Fitch Solutions says the current account stability will mitigate any downside pressure on the Ghana cedi, despite souring investor sentiment towards Emerging Market assets.
According to the UK-based firm, strong export receipts will continue to bolster Ghana’s already robust forex reserves, which have risen to US$14.4 billion, the equivalent of roughly six months of imports.
“In the event that investor sentiment toward Ghana weakens – an outcome for which there is currently little evidence, given Ghana’s stable dollar bond yield spread over South Africa – the central bank would retain sufficient reserves to intervene in the interbank market and contain excessive market volatility”.
That said, it said policymakers are likely to tolerate a modest depreciation bias to support export competitiveness, particularly as the cedi appears overvalued on a real effective exchange rate basis. “Overall, we expect broad currency stability with a slight depreciation bias, with the cedi ending the year at GH¢11.4 to one US dollar.
Risks To Outlook
It said there is a possibility that its current projections for the Middle East conflict prove overly optimistic and that the war persists longer than anticipated.
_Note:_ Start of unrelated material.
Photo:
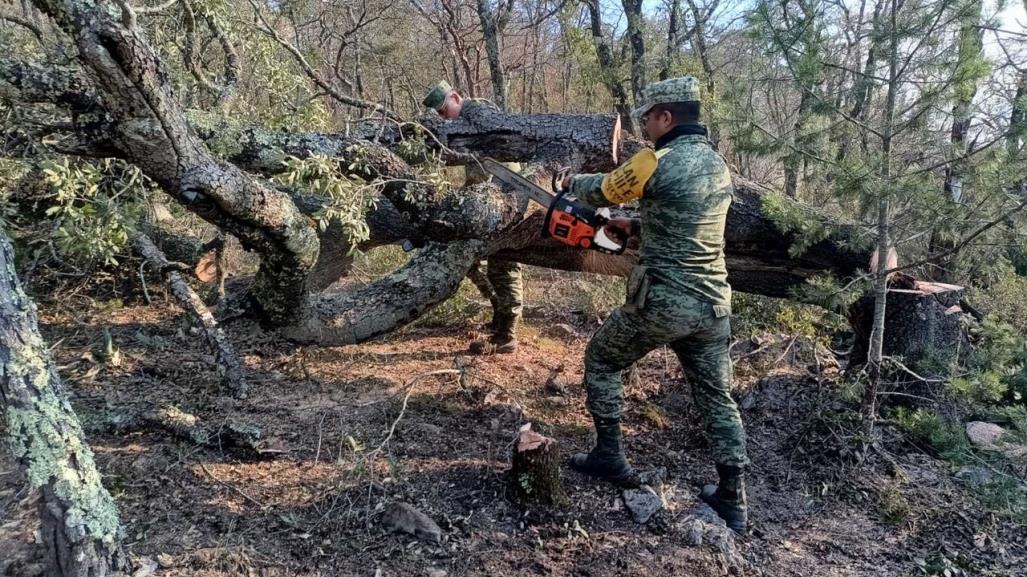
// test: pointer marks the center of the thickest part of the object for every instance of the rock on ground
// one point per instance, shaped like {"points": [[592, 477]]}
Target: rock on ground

In such a scenario, it stressed that global energy prices would rise further and remain elevated for longer, increasing the likelihood of global supply‑chain disruptions. “In Ghana, this would translate into stronger inflationary pressures and a weaker outlook for household consumption. Nevertheless, we expect the transmission channels identified above to remain unchanged”.
It concluded that Ghana’s external position would remain resilient to the shock, while pressures on the fiscal account would likely remain limited, even as the growth outlook deteriorated.